SHORTER JEFF GOLDSTEIN: You pathetic liberal jerks, I was joking when I said cuff Sheehan to a radiator! You just can't perceive my strenuous and sophisticated humor, you stupid -- hey! I said I was joking! You must have very tight assholes because you are not laughing at my jokes, idiots! Etc.
SHORTER CRAZY JESUS LADY: I am tired of being a wall-flower. I go to be young with the young! Everybody: The Democrats are unhinged! The Dem-- what's that? You need proof of my loyalty? I must denounce Wendy Wasserstein? B-but wait -- I can imply she was right-wing, then there'll be no need... Oh. I'm sorry, comrade: yes, I meant prove she was right-wing.
EASY MONEY. As we have previously observed, conservative culture cops have gotten comfy reviewing films they haven't even seen, so why shouldn't National Review's John J. Miller pick up an easy extra buck at OpinionJournal reviewing the unreleased Curious George movie?

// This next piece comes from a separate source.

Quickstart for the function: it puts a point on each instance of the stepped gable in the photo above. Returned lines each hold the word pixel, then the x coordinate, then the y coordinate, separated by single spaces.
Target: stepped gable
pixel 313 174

He actually does okay for a while, poking around the famed monkey's biographical data, but Miller knows he has to get to the right-wing money shot sometime, so about halfway down he tells us that "the first book (Curious George) violates our modern codes of political correctness," implying that the film, being a product of Hollyweird, has corrrr-rected that. And those trained to heed the PC dog-whistle lean forward, expecting news of some absurd liberal whitewash.

But Miller reports that, based on his close reading of the movie's trailer, while the original Man in the Yellow Hat was "a gun-toting poacher" who kidnapped George from his African home, he is now "an unarmed naturalist." Also, movie George does not smoke and drink, as did first-book George.

At this point even conservative parents are probably scratching their heads, thinking, Gee, we hates us some goddamn librul PC, but do we really want little Ayn and Whittaker to admire poachers and a cute little monkey who smokes and drinks? It is a children's movie, after all.

"Perhaps these revisions are an acceptable bowdlerization," admits Miller. Realizing with horror that he has hundreds of words to go, he casts about for ways to hurl George at liberal heads. The best he can do is, "Today's Hollywood probably would be more comfortable making the Man in the Yellow Hat an out-and-proud homosexual than an exploiter of the animal kingdom," before concluding that Hollywood shouldn't fool around too much with the classics. How I wish I could show this garbage to the ghosts of Hazlitt and Dryden, and then, after they had stopped whirling and asking God why they had been flung into Hell, arm them with billy clubs (or, failing that, pen and ink), so they could express to Miller their feelings about the perversions he has performed on the art of criticism.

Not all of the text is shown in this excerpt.